当然现在也还是不十分明白，但是，先做个记录。

      环境说明：
      1.我用的glibC 源码版本是 2.14
      2.我用的souce insight阅读——否则我接下来叙述的内容，有可能出现部分名词不一致，可能影响理解。

      阅读方式：
      由于我仍然未能理解glibc的项目源码结构，所以我尚不能跑起任何一个小程序exe,我仅仅从代码的依赖关系上去分析。
我的分析起点正是对 strlen() 邮件 go to definition......

辛昕

找下来，总共有四处定义——我不得不说，对于第一次阅读比较大的库的我来说，这是个下马威。

硬着头皮看，其中两处为 .c源文件，两处为.h头文件，以至于我以为两个是宏定义，但后来看并非如此，而是内联函数。
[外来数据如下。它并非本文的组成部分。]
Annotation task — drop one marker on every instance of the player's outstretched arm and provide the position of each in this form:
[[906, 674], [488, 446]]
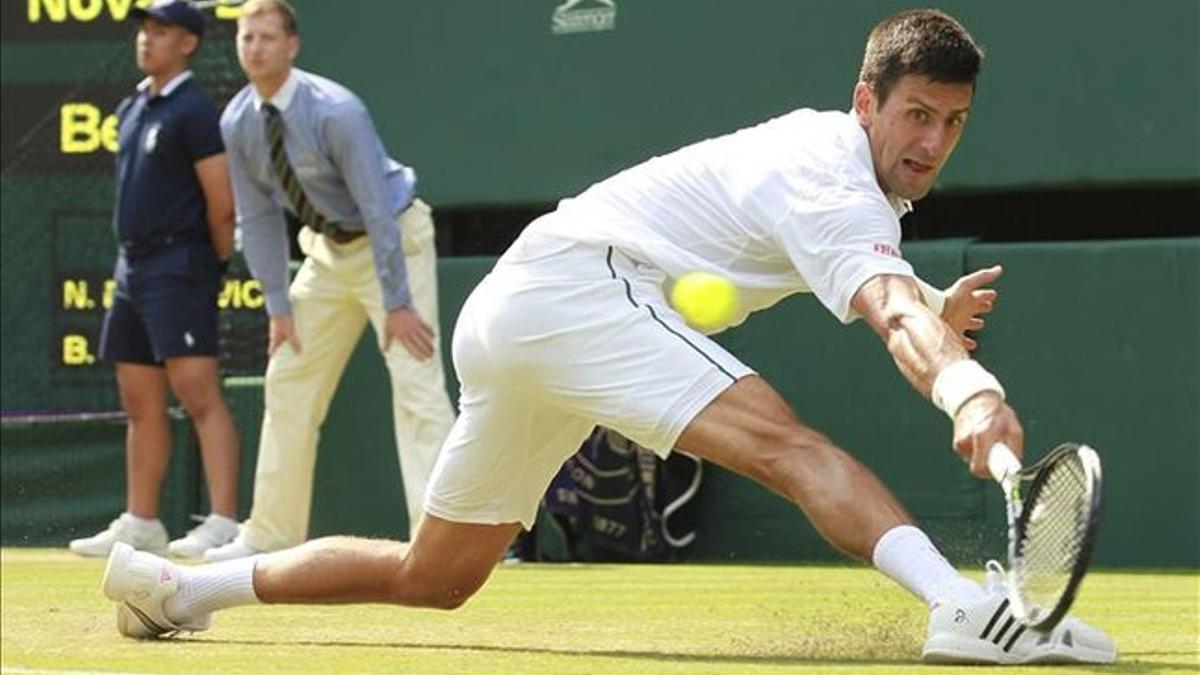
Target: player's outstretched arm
[[936, 363]]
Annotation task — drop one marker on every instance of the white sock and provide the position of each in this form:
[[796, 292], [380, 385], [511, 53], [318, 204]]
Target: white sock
[[906, 555], [208, 587]]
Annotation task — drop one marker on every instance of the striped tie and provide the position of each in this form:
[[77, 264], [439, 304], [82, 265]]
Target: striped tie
[[299, 201]]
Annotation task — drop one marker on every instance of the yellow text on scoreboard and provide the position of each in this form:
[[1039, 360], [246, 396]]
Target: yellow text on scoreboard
[[85, 11]]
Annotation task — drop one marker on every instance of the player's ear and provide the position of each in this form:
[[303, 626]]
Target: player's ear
[[864, 103]]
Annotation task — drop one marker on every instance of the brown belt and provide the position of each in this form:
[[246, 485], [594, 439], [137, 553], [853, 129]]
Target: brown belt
[[343, 236]]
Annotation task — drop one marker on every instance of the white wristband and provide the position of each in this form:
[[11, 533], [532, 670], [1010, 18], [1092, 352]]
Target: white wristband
[[960, 381]]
内联函数在cpp里我见得比较多，但在C里实际上见的不多，因为很多时候，IAR也好，MDK也好，都无法使用。

闲话少说，以下四楼，分别列出。

辛昕

本帖最后由辛昕于 2018-1-8 00:26 编辑

// 我根据自己喜欢的代码格式，做了一些很细微的调整，但未动一个字母。

// 1 strlen - Function in Strlen.c (sysdeps\i386) at line 23 (13 lines)
#include <string.h>
size_t strlen (const char *str)
{
int cnt;
asm( "cld\n" /* Search forward. */
/* Some old versions of gas need `repne' instead of `repnz'. */
"repnz\n" /* Look for a zero byte. */
"scasb" /* %0, %1, %3 */ :
"=c" (cnt) : "D" (str), "0" (-1), "a" (0));
return -2 - cnt;
}
libc_hidden_builtin_def (strlen)
// 这段代码，显然是针对x86的实现，一堆asm，鬼看得懂，也不在意，在意的是最后一句，是什么意思
// 同时好奇的是，那其他几个实现是怎么回事

复制代码

辛昕

本帖最后由辛昕于 2018-1-8 00:31 编辑

// *这个文件位于根目录下 string/strlen.c
//2 strlen - Function in Strlen.c (string) at line 29 (78 lines)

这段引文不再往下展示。